SIBBUS : Un petit oiseau aux grandes idées. Par Hammar Boussad



Jadis, il y’a très longtemps, vivait un roi au royaume de Koukou. Il y avait une femme qui était belle comme le clair de lune. Le roi satisfaisait tous ses caprices pour qu’elle soit toujours heureuse et souriante car, quant elle souriait, son charme illuminait tout le royaume.

Un jour, le roi trouva sa femme triste et dépitée, en train de pleurer.

-« Pourquoi pleures-tu ma bienaimée ? »

« Ma voisine s’est moquée de moi. Elle dit que son mari lui a offert un oreiller doux et confortable car il est fabriqué avec les plumes des oiseaux. »

-« Arrête de pleurer ma chérie, ton vœu sera exaucé. »

Le lendemain, le roi convoque tous les oiseaux de la région pour les déplumer. Tous les oiseaux sont arrivés à l’heure sauf SIBBUS. Le roi commence à s’énerver. Voila SIBBUS qui arrive avec quelques minutes de retard.

-« Pourquoi ce retard », vociféra le roi.

Excuse-moi, sire. Je n’ai pas dormi toute la nuit car je devais solutionner quelques énigmes qui nécessitaient beaucoup de calculs.

Le roi s’est mis à rire Ha ! Ha ! Ha ! C’est quoi tous ces calculs qui t’ont retenu toute la nuit, toi, un si petit oiseau !

Je faisais les comparaisons entre les jours et les nuits, les morts et les vivants et entre les hommes et les femmes.

Les oiseaux sont restés silencieux et admiratifs devant l’audace de Sibbus.

-« Donne-moi vite tes conclusions sinon je vais te tuer », crie le roi.

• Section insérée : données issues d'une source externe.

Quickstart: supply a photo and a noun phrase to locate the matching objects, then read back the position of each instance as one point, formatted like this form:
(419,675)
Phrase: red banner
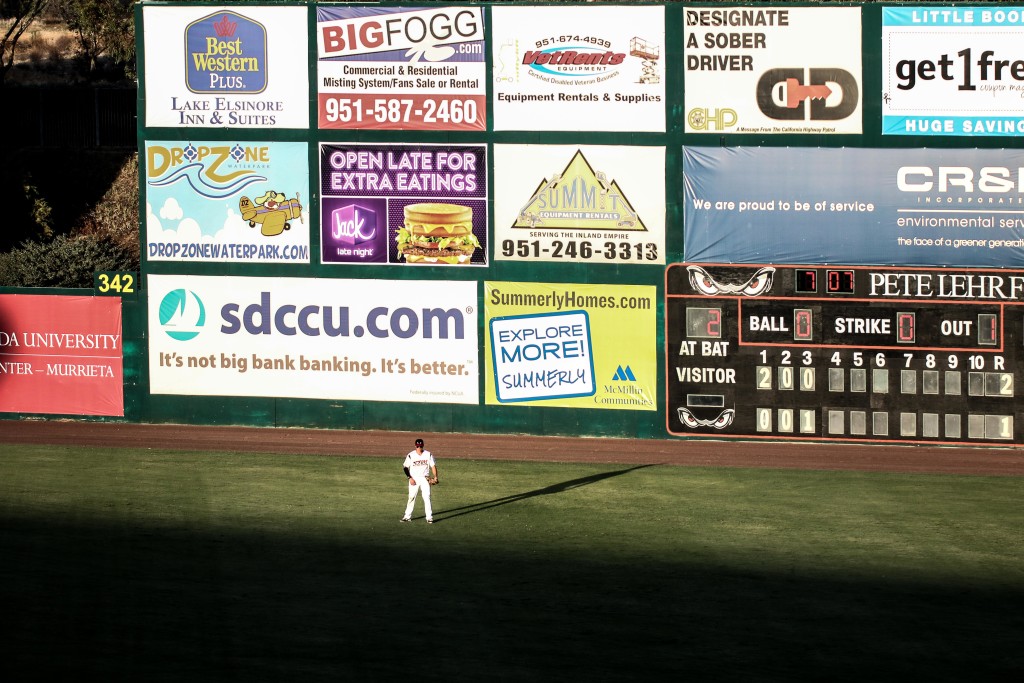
(60,354)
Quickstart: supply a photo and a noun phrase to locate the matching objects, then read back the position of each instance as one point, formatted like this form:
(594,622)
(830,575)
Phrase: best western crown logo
(225,53)
(580,198)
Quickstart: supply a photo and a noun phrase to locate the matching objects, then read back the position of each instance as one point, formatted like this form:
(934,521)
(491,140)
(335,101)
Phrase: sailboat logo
(182,314)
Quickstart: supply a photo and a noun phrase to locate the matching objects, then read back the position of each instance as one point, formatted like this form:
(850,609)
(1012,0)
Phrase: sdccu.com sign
(306,338)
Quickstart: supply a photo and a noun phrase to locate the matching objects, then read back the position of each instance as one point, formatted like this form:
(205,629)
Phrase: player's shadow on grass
(452,513)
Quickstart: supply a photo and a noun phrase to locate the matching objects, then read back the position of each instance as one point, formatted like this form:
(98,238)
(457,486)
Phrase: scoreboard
(853,353)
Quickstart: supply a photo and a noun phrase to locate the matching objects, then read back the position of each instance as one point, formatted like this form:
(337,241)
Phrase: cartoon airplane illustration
(271,211)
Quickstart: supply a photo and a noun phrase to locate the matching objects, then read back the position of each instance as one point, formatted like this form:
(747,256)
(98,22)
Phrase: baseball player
(422,472)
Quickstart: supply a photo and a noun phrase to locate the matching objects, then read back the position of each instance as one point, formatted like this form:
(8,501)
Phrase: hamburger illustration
(437,233)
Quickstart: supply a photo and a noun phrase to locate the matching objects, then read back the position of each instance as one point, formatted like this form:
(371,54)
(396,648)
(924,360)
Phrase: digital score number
(851,353)
(840,282)
(704,323)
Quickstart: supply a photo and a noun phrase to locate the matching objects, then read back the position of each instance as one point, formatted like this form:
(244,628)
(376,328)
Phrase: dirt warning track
(1003,462)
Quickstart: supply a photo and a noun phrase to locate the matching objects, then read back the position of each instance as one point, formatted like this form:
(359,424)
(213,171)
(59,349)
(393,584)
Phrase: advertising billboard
(409,204)
(307,338)
(583,68)
(772,70)
(230,67)
(570,345)
(857,206)
(952,71)
(400,68)
(228,202)
(60,354)
(565,204)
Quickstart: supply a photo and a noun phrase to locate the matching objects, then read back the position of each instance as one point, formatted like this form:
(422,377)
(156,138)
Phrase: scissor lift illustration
(649,53)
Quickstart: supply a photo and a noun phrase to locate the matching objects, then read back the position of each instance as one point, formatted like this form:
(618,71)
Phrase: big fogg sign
(417,30)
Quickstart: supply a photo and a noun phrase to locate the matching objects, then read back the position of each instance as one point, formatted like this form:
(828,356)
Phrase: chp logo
(181,314)
(811,94)
(225,53)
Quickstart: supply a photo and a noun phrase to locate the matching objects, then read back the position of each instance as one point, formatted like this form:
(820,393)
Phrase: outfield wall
(592,153)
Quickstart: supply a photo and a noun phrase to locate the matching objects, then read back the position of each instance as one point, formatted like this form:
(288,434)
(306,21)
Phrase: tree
(15,16)
(103,28)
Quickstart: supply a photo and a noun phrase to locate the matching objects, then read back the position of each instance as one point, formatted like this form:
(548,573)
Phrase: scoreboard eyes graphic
(853,353)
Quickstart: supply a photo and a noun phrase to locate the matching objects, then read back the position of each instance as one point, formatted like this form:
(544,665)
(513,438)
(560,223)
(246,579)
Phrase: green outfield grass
(128,565)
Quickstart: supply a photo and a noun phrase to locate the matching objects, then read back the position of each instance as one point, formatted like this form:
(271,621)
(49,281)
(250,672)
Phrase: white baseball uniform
(419,465)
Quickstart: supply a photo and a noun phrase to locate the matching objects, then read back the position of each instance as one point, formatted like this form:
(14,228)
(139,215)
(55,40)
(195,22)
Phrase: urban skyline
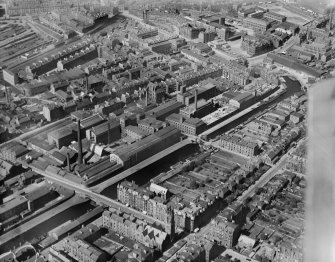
(142,131)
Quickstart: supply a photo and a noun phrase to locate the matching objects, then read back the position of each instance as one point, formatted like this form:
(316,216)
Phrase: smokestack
(6,93)
(109,133)
(68,161)
(182,89)
(80,146)
(87,83)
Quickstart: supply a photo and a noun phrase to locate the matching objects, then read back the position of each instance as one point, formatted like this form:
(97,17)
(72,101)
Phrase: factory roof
(124,152)
(91,121)
(38,193)
(12,204)
(60,133)
(103,128)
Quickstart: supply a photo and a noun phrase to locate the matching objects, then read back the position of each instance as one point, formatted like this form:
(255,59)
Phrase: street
(265,178)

J’ai conclu que les jours sont plus nombreux que les nuits car les nuits de pleine lune sont aussi claires que les jours.

Entre les morts et les vivants, ces derniers sont largement supérieurs car les morts qui ont fait du bien pour l’humanité sont toujours vivants dans les cœurs et les esprits des gens.

Enfin, les femmes sortent vainqueurs car les hommes qui sont manipulés par leur femmes ne méritent pas de porter ce titre o combien important.

Les oiseaux étaient impressionnés par l’immense sagesse de SIBBUS. Le roi qui n’est pas bête, comprend les insinuations de Sibbus. Rouge de honte, la tète basse, il reçoit une mémorable et grande leçon de la part d’un si petit animal. Il libére les oiseaux qui portent en triomphe SIBBUS.

Depuis ce jour, SIBBUS est vénéré par tous les oiseaux de la terre.

Une histoire de Mokrane Chemime, adaptée par Hammar Boussad.